En 1949, le jeune a commencé ses visites régulières à la grande mosquée des Omeyyades, où les muezzins le connaissaient depuis son enfance. Un an plus tard, il est devenu un muezzin officiel à la mosquée, alternant avec des dizaines d'autres muezzins dans un système appelé "les tournées", où la prière est proclamée selon trois tournées, chaque tournée comptant de quinze à vingt muezzins. Le minaret de la mariée était le centre de l'appel à la prière collectif avant l'avènement des haut-parleurs, et le Sheikh travaillait dans une imprimerie près de la mosquée, laissant l'encre et le papier chaque fois qu'il était temps de faire l'appel à la prière pour se rendre à son minaret.

En 1973, il a été officiellement désigné comme muezzin dans la tournée "du Sultan" attribuée au Sheikh damascène Salim Sultan, montant avec 27 autres muezzins pour que leurs voix s'unissent dans un seul appel qui traverse les murs de Damas pour atteindre ses jardins et villages environnants.

Appel à la prière de la chorale.. le secret damascène de six cents ans

La grande mosquée des Omeyyades se distingue par cette tradition religieuse transmise depuis la fin du 15e siècle, connue sous le nom d'"appel à la prière de la chorale". Jusqu'à aujourd'hui, plusieurs muezzins se tiennent devant le microphone, l'un d'eux commence par le takbir et les autres répètent en harmonie réfléchie, dans une tradition rare que nulle autre ville ne connaît.

Chaque jour a son appel

L'appel à la prière damascène est lié à des maqams musicaux, chaque jour étant dédié à un maqam spécifique. Le samedi, la prière est élevée sur le maqam de Sabah, le dimanche sur le Bayat, le lundi sur le Nawa, le mardi sur le Sika, le mercredi sur le maqam d'Irak, le jeudi sur le Hijaz, et le vendredi sur le Rast, tandis que les maqams des takbir et des annonces changent à chaque prière selon le jour, avec un maqam différent de celui de l'appel à la prière, à l'exception de la prière de midi qui est toujours élevée sur le maqam du Hijaz.

Cette variété, à un moment de l'histoire, n'était pas un luxe musical, mais a formé un système temporel non écrit avant la généralisation des calendriers modernes. Les habitants de Damas distinguaient le jour par le maqam de l'appel à la prière et déduisaient la proximité de la rupture du jeûne pendant le Ramadan par la rapidité de l'appel au coucher du soleil, et l'approche de l'aube par les invocations qui précèdent l'appel de moitié d'heure.

Une présence marquante

Les traits de la ville et beaucoup de détails de la vie quotidienne ont changé, mais la voix de Sheikh Mohammed Ali Al-Sheikh s'étend depuis soixante-dix ans de la cour de la grande mosquée des Omeyyades à des quartiers lointains qui ne donnent plus sur les minarets de la mosquée mais entendent toujours les takbir de ses muezzins.

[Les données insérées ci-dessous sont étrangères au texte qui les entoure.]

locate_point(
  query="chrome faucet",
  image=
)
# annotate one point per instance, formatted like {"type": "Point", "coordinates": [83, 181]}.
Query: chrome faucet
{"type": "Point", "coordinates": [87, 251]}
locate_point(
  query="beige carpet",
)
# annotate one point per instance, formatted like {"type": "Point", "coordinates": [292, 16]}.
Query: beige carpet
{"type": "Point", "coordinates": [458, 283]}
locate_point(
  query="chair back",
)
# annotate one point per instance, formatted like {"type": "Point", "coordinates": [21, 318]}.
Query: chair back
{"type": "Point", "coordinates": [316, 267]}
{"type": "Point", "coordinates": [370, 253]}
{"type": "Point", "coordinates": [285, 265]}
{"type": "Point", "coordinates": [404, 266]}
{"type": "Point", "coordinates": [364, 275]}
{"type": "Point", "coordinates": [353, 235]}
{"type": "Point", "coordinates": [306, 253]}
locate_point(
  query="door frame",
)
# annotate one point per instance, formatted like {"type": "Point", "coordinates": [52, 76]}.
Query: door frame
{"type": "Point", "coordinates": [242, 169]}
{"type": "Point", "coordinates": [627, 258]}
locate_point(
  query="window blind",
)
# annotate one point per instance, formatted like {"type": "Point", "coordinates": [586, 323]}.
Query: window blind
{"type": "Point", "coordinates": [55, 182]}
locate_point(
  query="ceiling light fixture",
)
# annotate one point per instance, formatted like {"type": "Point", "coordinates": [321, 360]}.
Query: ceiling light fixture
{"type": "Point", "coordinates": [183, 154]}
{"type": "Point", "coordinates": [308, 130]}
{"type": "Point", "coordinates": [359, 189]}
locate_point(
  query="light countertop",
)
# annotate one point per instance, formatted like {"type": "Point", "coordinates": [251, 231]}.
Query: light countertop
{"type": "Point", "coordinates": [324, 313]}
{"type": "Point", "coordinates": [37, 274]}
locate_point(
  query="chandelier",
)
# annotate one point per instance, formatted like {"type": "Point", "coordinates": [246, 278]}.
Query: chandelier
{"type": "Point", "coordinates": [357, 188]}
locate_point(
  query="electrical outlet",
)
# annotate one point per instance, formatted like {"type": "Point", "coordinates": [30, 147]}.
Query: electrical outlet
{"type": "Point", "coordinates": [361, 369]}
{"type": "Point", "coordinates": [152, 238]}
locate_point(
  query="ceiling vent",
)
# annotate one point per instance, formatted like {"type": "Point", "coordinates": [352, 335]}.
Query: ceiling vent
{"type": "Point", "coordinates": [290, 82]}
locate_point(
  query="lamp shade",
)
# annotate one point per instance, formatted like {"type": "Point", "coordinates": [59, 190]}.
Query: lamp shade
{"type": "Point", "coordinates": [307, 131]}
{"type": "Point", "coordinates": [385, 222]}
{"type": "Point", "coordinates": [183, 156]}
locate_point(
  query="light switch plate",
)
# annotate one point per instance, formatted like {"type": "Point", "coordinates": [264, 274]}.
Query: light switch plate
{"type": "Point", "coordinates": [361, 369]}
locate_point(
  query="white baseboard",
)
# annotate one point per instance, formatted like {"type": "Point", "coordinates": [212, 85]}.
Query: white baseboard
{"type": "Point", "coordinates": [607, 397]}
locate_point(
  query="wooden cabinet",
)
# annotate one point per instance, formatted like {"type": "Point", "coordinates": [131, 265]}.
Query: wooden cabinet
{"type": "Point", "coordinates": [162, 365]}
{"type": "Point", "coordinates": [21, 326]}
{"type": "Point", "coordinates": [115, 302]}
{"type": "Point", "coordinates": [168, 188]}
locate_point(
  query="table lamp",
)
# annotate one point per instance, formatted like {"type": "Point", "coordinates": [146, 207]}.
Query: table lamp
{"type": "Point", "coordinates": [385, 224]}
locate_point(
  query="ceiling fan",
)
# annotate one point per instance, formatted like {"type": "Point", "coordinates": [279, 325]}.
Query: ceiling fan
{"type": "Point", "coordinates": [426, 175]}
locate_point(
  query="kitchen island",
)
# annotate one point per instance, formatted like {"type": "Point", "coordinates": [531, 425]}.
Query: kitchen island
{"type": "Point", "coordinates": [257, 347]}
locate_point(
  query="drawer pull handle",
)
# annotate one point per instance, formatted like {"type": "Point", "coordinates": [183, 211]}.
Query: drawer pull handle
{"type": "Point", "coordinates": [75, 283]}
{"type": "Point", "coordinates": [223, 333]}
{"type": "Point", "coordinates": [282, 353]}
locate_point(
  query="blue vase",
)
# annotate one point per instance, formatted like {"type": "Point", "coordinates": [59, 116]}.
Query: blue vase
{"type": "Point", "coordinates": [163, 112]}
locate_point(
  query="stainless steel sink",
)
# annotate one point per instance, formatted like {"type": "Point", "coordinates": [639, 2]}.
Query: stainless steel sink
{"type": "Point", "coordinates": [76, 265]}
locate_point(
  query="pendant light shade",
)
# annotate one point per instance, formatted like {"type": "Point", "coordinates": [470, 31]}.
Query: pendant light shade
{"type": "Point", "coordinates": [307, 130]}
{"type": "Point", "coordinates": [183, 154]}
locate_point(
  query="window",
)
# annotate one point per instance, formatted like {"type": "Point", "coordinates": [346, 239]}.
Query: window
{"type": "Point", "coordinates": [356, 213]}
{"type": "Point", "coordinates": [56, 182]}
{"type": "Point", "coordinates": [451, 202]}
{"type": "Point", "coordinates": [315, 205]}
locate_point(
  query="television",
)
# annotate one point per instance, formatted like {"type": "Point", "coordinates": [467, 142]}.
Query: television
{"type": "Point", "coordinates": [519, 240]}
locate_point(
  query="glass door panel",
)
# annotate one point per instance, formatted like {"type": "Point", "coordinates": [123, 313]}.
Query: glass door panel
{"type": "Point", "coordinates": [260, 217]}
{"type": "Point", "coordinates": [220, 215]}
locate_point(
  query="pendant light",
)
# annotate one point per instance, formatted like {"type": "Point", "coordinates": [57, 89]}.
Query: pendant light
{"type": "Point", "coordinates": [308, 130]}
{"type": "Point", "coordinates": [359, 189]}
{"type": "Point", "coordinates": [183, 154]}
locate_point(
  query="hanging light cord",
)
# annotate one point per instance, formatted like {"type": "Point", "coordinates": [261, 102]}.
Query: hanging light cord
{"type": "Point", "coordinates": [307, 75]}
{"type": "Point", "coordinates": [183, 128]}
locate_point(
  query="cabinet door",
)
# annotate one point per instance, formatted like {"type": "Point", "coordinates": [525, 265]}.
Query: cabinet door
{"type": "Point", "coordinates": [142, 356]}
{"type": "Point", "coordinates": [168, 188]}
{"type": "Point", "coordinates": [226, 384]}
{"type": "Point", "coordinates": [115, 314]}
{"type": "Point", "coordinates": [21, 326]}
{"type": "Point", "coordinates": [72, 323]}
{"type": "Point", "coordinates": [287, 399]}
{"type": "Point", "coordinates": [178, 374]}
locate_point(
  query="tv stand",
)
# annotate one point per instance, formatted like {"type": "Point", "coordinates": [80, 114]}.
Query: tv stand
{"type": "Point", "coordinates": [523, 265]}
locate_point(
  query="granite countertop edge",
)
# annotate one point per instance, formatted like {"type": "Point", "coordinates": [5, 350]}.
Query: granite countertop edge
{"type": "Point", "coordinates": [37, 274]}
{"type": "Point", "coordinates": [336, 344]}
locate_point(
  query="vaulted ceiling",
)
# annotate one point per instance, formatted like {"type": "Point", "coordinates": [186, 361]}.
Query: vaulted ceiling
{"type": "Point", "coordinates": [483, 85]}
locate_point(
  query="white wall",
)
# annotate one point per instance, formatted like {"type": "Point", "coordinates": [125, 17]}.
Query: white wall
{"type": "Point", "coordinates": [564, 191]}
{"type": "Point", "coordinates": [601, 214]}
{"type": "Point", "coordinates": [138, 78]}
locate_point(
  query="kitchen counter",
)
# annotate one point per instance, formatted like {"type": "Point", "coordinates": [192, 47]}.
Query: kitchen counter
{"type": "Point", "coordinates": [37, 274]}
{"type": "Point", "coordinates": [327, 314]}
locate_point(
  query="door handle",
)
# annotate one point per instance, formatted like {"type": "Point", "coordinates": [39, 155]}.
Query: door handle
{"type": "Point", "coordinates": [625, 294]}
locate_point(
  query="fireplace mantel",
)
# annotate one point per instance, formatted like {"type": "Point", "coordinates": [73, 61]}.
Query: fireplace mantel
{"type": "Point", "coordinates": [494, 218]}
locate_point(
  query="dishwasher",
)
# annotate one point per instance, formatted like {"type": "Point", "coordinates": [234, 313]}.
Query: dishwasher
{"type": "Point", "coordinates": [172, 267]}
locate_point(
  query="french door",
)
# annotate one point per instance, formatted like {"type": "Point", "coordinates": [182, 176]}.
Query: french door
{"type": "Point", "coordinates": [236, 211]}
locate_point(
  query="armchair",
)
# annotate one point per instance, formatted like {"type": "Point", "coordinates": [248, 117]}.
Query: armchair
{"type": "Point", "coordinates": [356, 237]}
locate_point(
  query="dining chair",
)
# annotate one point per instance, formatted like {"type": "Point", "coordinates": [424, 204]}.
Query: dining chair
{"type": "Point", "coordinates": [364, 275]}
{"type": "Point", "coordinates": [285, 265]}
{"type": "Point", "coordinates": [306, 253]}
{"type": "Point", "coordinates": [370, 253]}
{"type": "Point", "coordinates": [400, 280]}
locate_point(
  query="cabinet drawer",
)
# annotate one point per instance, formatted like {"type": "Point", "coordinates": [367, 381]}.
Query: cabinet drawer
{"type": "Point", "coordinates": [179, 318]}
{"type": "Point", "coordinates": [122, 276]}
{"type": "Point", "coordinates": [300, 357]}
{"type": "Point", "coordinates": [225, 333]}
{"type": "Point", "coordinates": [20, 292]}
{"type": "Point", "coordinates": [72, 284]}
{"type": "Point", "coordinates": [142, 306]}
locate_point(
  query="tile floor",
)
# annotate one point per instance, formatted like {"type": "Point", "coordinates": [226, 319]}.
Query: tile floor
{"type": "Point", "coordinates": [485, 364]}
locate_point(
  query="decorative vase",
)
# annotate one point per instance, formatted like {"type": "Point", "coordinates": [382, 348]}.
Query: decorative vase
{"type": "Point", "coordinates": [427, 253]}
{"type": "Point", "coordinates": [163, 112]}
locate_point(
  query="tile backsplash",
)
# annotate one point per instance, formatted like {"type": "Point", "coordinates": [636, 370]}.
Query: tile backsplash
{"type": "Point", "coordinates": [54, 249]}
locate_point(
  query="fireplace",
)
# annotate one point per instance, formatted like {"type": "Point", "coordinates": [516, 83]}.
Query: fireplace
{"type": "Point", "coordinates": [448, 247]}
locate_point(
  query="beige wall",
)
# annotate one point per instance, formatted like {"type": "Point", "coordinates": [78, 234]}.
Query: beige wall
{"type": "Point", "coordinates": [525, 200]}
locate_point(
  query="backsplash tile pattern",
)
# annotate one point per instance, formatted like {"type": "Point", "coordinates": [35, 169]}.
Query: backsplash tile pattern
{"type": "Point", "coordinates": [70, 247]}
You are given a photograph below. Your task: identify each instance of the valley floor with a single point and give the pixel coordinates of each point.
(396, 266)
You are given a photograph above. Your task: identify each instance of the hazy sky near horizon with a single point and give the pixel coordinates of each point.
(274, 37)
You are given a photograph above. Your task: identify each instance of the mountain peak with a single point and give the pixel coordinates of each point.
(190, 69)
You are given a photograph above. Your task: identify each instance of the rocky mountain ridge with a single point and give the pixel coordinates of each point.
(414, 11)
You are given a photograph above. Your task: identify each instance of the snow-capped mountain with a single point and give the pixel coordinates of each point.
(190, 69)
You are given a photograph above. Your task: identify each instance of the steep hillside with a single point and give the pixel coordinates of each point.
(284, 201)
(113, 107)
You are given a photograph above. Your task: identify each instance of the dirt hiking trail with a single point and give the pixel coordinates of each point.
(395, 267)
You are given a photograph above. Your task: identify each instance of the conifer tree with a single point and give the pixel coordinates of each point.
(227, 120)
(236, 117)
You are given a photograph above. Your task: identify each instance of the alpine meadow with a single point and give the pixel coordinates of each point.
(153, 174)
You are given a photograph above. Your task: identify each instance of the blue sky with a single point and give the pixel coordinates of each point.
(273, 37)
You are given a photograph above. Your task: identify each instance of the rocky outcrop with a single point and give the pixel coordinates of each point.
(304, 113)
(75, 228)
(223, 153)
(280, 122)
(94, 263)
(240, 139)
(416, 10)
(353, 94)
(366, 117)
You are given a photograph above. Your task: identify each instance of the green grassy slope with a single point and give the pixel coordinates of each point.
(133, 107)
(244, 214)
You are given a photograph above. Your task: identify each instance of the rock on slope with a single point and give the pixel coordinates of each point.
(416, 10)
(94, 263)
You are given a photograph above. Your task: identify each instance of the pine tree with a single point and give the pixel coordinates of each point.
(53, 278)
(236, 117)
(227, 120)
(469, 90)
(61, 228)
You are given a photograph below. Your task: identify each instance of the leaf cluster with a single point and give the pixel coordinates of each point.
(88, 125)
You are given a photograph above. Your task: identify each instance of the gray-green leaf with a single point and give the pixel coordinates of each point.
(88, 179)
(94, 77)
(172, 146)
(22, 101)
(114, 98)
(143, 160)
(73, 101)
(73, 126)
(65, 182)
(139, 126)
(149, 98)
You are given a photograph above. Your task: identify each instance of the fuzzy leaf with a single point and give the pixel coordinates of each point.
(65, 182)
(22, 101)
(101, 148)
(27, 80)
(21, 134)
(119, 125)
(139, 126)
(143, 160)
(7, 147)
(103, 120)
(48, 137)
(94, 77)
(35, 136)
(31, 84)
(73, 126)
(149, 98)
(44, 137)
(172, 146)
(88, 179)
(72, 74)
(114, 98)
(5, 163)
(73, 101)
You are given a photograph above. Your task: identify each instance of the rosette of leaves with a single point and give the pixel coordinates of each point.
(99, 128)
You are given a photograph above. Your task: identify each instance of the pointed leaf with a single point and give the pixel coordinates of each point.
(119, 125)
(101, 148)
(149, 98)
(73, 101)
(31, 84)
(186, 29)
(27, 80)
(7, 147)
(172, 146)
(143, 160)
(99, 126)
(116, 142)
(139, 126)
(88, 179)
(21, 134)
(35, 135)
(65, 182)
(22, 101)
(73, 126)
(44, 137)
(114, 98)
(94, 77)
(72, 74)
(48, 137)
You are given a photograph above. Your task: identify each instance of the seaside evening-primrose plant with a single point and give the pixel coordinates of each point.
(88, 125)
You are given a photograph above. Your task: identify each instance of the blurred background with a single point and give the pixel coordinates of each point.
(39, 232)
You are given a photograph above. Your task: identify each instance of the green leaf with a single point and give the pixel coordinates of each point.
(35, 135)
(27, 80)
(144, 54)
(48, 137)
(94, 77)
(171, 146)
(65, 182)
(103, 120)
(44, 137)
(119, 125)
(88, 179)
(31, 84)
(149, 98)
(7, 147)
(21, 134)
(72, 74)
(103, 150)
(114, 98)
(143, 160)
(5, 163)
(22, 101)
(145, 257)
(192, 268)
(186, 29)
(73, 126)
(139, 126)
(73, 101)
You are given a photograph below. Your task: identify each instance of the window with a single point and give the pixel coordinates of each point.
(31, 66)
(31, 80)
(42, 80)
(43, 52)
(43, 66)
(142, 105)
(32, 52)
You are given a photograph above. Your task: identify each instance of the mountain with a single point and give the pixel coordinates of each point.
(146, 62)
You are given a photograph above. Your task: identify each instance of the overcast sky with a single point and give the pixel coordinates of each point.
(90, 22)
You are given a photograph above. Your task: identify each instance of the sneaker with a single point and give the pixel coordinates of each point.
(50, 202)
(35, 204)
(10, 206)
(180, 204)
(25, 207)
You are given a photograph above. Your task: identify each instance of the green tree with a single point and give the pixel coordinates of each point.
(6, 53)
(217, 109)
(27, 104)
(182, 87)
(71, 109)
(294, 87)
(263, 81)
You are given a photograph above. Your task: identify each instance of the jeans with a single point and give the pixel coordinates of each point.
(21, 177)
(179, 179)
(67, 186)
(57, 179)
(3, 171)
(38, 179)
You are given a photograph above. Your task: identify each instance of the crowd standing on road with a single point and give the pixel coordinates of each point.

Même pendant les périodes exceptionnelles où les portes de la grande mosquée des Omeyyades étaient fermées aux fidèles, la voix de Mohammed Ali Al-Sheikh résonnait, conservant sa présence quotidienne et réconfortant la ville qui avait l'habitude de mesurer sa journée selon les strates de cette voix et de ses maqams.

Pendant des décennies, Mohammed Ali Al-Sheikh a formé une référence avec sa voix dans les maqams de l'appel à la prière, une mémoire vivante des noms des muezzins et de leurs traditions, et a transmis son savoir et son expérience aux nouveaux muezzins, contribuant à la préservation de cet héritage damascène exceptionnel.

Lorsque les couloirs de la grande mosquée des Omeyyades étaient vides de muezzins, le Sheikh et un autre muezzin ont continué à préserver la tradition de l'appel à la prière collectif jusqu'à la formation d'un nouveau chœur de muezzins.

Sheikh Mohammed Ali Al-Sheikh est un modèle de la transformation de la voix en mémoire collective pour toute une ville, et une présence quotidienne constante qui accompagne ses habitants avec les premiers rayons de l'aube, jusqu'à midi, et aux soirées, dans une tradition unique à Damas par rapport aux autres villes du monde islamique, préservant ainsi sa singularité depuis des siècles.